Tiger Rewind: Miami Game Analysis

The Tiger defense set the tone early and the run game was working as the Tigers rolled Miami of Ohio

On a brilliant Saturday afternoon on Faurot Field, the #24 Missouri Tigers (4-0) ran over the visiting Miami (OH) Redhawks (2-2) by the final score of 51-13.

Missouri got its rushing game untracked, with 236 yards and 5 TDs on the ground on 38 rushing attempts (6.2 yds./carry). Actually, Missouri rushed the ball even better than that. Those numbers include several attempts by James Franklin, who ran four QB sneaks in a row late in the game, and 9 rushing attempts for 20 yards by Blaine Gabbert.
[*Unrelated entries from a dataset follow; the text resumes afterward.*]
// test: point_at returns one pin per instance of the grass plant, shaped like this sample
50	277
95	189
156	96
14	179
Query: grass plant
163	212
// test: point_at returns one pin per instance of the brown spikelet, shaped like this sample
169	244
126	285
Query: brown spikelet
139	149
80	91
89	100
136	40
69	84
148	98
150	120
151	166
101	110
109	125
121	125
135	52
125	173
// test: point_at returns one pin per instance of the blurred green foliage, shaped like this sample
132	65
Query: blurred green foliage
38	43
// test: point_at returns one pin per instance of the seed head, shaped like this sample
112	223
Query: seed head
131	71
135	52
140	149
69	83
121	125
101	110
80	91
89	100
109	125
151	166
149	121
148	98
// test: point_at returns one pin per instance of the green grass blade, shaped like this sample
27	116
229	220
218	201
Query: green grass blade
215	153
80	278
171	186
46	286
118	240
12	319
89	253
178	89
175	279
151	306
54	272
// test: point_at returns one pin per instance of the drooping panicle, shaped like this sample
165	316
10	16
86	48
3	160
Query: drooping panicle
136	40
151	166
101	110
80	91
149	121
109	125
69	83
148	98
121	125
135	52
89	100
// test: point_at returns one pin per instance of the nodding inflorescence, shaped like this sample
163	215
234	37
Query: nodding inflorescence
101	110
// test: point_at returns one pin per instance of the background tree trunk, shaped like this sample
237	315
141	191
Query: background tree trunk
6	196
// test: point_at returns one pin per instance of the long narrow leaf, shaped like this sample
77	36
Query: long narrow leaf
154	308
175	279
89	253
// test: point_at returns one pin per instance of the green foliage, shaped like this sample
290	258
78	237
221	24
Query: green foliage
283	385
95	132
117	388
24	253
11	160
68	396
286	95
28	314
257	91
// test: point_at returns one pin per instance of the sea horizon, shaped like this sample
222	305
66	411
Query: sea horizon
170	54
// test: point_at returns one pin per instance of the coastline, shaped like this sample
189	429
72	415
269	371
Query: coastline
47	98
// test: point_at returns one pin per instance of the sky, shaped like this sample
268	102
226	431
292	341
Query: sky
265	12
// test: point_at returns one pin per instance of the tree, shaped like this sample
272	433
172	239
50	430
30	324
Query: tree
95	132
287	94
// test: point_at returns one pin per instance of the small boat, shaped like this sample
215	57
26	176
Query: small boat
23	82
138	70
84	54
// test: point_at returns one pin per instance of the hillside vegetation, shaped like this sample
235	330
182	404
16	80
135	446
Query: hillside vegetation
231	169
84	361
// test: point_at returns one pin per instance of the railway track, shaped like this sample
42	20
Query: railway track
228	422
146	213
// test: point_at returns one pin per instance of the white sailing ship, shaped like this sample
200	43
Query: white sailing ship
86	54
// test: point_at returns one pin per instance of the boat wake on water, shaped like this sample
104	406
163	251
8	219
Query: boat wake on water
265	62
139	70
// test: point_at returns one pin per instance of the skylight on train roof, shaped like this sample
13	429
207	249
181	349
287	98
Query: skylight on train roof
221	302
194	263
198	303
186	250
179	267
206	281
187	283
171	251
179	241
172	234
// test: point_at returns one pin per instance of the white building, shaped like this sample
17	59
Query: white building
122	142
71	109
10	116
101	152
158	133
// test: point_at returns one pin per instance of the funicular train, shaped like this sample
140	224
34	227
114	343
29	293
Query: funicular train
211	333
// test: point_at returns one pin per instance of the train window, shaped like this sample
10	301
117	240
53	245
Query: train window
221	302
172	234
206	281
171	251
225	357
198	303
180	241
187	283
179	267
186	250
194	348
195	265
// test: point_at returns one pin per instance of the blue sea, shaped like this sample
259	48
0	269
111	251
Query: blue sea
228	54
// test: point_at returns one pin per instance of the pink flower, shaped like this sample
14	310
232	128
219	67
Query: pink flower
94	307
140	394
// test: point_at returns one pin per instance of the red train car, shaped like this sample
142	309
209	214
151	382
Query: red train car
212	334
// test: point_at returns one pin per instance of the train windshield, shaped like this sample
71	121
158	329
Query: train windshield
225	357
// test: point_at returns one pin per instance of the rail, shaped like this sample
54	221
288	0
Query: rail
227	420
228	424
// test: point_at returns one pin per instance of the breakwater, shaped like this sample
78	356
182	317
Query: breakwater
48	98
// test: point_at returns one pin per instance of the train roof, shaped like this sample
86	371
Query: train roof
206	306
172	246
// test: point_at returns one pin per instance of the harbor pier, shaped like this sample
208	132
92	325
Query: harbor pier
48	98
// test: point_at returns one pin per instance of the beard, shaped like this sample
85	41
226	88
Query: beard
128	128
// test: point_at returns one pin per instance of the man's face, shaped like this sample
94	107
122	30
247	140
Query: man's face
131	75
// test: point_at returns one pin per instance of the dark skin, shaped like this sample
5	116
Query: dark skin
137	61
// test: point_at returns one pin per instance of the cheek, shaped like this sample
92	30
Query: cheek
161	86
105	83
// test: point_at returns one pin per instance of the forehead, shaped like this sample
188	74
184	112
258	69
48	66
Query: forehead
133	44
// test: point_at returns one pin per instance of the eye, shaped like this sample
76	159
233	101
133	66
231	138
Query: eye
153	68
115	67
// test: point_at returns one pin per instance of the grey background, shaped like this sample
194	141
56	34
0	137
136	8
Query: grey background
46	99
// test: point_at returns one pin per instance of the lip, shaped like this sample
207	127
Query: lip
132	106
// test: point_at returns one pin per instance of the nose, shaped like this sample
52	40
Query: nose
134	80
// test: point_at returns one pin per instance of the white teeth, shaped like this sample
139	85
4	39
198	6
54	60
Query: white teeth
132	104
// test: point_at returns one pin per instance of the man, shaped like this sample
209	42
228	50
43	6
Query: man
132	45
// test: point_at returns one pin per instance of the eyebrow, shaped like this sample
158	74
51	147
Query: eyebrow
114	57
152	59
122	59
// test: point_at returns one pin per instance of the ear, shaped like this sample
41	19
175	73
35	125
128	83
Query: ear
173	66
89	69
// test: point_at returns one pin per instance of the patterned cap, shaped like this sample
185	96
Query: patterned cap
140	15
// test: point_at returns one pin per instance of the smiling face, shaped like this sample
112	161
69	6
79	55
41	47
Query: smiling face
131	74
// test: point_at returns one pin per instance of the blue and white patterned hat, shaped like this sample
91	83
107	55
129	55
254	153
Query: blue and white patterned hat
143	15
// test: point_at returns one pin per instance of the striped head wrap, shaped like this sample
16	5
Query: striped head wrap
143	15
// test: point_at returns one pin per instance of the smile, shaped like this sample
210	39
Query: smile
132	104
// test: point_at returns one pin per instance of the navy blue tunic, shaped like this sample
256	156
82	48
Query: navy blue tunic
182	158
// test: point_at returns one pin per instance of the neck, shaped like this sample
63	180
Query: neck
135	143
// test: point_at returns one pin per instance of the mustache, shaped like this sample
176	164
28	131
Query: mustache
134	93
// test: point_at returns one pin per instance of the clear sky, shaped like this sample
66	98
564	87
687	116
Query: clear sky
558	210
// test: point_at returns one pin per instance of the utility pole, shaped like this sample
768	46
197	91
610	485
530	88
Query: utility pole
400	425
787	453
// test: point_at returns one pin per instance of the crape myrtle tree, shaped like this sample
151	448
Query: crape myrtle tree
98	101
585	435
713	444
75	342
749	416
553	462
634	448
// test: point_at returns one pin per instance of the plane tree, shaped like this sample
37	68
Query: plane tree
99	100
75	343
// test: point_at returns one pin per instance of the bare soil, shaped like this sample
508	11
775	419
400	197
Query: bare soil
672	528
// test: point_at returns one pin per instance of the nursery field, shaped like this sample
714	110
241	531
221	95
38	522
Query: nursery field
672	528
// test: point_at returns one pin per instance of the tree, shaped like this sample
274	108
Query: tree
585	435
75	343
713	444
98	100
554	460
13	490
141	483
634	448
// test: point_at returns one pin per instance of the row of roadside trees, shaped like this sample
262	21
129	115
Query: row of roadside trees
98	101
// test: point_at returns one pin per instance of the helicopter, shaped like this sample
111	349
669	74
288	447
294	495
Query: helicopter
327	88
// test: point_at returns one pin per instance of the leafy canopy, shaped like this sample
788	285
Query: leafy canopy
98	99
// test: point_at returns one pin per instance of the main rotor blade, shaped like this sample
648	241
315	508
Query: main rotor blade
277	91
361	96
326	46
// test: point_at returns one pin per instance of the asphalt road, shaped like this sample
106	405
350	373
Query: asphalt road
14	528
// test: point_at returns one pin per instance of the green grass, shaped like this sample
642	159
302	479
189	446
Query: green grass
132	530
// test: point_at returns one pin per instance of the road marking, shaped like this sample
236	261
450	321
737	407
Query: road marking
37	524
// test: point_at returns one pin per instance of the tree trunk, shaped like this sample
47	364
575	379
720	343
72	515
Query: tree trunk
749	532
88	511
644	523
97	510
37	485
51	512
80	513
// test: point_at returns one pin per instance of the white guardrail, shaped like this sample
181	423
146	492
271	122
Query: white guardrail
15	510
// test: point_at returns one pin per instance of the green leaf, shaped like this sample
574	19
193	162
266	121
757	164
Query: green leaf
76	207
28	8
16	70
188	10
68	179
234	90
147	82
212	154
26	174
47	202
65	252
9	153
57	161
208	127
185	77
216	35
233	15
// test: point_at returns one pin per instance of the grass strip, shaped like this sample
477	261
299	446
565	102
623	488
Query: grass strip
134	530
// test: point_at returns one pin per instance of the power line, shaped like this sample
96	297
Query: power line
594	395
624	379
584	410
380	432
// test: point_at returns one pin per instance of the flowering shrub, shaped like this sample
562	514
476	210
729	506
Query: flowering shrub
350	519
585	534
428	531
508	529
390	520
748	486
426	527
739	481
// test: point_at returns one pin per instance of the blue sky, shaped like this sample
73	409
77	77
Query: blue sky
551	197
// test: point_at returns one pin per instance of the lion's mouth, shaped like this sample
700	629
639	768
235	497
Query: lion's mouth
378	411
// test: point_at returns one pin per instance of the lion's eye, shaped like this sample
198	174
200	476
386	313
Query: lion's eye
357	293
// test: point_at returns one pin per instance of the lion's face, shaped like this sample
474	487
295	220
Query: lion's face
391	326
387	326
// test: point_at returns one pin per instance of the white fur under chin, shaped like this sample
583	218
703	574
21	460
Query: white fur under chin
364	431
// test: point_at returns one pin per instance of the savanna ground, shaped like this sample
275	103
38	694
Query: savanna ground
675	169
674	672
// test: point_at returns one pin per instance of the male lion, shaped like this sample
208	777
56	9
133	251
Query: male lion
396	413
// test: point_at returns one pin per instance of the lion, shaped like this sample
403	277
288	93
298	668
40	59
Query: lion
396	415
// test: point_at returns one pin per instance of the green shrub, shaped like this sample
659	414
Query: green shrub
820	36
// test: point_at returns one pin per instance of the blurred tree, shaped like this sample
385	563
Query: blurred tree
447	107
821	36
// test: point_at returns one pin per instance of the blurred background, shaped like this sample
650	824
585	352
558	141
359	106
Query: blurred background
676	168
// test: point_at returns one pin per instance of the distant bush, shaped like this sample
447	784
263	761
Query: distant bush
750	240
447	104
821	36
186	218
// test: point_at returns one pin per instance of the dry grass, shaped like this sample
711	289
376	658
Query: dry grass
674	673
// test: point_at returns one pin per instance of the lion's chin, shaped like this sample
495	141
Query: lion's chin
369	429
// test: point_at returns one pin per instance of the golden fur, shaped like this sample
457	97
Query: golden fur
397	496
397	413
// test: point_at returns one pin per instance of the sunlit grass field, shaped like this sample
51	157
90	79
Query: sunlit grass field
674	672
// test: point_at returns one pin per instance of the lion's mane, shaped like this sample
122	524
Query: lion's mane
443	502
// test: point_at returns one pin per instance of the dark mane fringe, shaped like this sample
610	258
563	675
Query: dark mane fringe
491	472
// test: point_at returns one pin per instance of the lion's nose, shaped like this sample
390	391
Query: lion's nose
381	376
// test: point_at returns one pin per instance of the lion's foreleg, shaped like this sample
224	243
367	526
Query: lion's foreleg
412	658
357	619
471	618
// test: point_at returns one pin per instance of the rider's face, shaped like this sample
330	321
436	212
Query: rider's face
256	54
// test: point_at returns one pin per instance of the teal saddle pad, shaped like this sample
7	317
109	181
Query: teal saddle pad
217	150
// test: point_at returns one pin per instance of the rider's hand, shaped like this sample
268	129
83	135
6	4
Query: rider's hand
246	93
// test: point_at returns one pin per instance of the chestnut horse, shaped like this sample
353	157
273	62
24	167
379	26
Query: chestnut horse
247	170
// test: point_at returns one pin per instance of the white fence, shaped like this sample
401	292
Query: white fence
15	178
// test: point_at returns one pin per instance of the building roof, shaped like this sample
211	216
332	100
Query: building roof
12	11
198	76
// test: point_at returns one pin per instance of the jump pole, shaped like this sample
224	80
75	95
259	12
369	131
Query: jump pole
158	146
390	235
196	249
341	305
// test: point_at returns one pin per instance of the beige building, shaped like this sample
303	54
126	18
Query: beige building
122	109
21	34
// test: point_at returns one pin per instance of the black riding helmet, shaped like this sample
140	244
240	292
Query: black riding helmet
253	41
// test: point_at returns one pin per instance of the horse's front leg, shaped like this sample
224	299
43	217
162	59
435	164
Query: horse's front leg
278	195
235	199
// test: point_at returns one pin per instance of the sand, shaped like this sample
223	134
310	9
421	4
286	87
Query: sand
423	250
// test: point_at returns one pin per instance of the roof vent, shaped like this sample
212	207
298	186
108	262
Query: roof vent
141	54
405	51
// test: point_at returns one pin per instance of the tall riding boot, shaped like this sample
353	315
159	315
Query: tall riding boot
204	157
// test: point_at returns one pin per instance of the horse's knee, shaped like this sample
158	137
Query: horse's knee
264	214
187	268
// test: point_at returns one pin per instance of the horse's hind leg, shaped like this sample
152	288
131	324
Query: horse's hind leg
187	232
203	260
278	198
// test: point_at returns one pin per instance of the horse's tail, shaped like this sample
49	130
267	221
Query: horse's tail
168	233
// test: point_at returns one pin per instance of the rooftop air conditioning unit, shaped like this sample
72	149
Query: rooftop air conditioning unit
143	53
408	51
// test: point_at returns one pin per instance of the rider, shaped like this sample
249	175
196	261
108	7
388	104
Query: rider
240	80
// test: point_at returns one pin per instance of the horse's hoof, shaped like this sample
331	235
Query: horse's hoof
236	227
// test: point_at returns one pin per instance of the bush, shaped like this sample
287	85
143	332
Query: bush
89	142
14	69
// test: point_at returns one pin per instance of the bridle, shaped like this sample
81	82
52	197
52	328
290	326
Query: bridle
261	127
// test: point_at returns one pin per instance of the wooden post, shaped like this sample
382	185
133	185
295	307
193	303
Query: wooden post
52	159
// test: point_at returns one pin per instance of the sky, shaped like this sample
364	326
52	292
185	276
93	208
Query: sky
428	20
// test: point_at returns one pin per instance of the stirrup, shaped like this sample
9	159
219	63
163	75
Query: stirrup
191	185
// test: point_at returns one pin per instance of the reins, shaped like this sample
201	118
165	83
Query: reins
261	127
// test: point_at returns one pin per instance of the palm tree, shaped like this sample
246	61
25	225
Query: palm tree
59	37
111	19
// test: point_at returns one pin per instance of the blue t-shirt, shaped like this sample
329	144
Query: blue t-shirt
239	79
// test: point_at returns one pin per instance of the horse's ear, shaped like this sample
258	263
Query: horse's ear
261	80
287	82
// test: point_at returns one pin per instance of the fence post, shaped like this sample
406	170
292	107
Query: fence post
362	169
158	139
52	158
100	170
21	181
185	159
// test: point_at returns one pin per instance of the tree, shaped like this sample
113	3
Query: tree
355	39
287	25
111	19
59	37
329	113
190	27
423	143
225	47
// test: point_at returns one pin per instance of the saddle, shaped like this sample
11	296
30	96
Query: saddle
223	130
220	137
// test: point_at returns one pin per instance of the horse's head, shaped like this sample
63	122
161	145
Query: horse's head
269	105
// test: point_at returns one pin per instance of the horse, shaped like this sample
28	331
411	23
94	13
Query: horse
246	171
The four Missouri TBs rushed for 204 yards on 21 carries for an average of 9.7 yds./carry.

The Missouri defense forced three turnovers, scored a TD, and held the visitors to a paltry 2.1 yards per carry on the ground. Miami (OH) racked up 98 of their 316 yards of total offense, 6 of their 19 first downs, and scored their lone TD, in the fourth quarter against Missouri's back-ups, long after the outcome of this game was in doubt.

Missouri took control of this game from the outset, when Carl Gettis scooped up a fumble on Miami's (OH) first play from scrimmage, and raced into the end zone to put Missouri up 7-0 with 14:52 remaining in the first quarter. Missouri closed out the first period with a 21-0 lead, and began to substitute liberally during the third quarter. Sixty-three players saw game action for the Tigers on Saturday. Coach Pinkel reflected on his team's win.

"I thought we did a lot of good things on both sides of the ball," said Coach Pinkel. "Because of the score, we got to play a lot of players. That's a plus. I was disappointed in the penalties, and in the errors in the kicking game. There's some things to work on, and get better at, but I thought overall, it was a good game."

Missouri's offensive line enjoyed a great day, often opening gaping holes that allowed the Missouri TBs to get into the secondary untouched. Ten offensive linemen played for Missouri, including walk-ons Kirk Lakebrink and Max Copeland. Miami (OH) Head Coach Mike Haywood praised Missouri Offensive Coordinator, David Yost, for his play calling, and his willingness to run the football. Coach Pinkel talked about the value of a balanced offensive attack.

"The better that you can run the ball in the spread offense," explained Coach Pinkel, "the better the offense works."

Several defenders played very well for Missouri, including defensive MVP, junior safety Kenji Jackson. Jackson seemed to be around the ball all day, and delivered a number of crunching hits among his team-leading 13 tackles. He was in on the fumble-causing hit on the game's first play from scrimmage, and knocked the ball out at least one other time, as well.

Brad Madison and Michael Sam alternated snaps at DE in place of Aldon Smith, and each turned in big plays. Zaviar Gooden bounced back from a sub-par game against San Diego State, and collected 7 tackles, and a fumble recovery. He also performed well defending the pass. In fact, the entire number one defense played very well, and that was without three starters, including the All-American candidate, Aldon Smith. All of the injured players should be back for the Colorado game, although the timing of Smith's return is less certain.

Blaine Gabbert completed 15 of 21 passes for 187 yards and 1 TD, against 1 INT. He took a sack, and forced a few throws. Gabbert found Wes Kemp 3 times, including the 33 yard TD reception. The rest of his completions were to the inside receivers, so it was good to see him hook up with Kemp on the outside. Coach Pinkel indicated that an emphasis going forward will be to try to get the ball down field more in the passing game, to help to stretch the field, and open up the running game.

Gabbert appears to be staying locked onto his inside receivers, which are usually his first two reads in the progression. The opposition knows it, and perhaps more importantly, so does the Missouri coaching staff. On the TD to Kemp, Wes was the primary receiver, following a run fake. It looked to me like that play call was part of their half-time adjustments, designed to take advantage of what was observed during the first half.

Franklin's first pass attempt was a 27 yard completion on the outside to Brandon Gerau. Without looking at the replay, I can't say whether Gerau was the primary receiver on that play, or if Franklin got to Gerau in reading the progressions.

This is unquestionably something that Blaine Gabbert is going to have to improve upon if the Tigers are going to realize their full potential, but I also think that if the Tigers can continue to have success in their running game, then the coaching staff can make the offense work, utilizing what Gabbert does do well.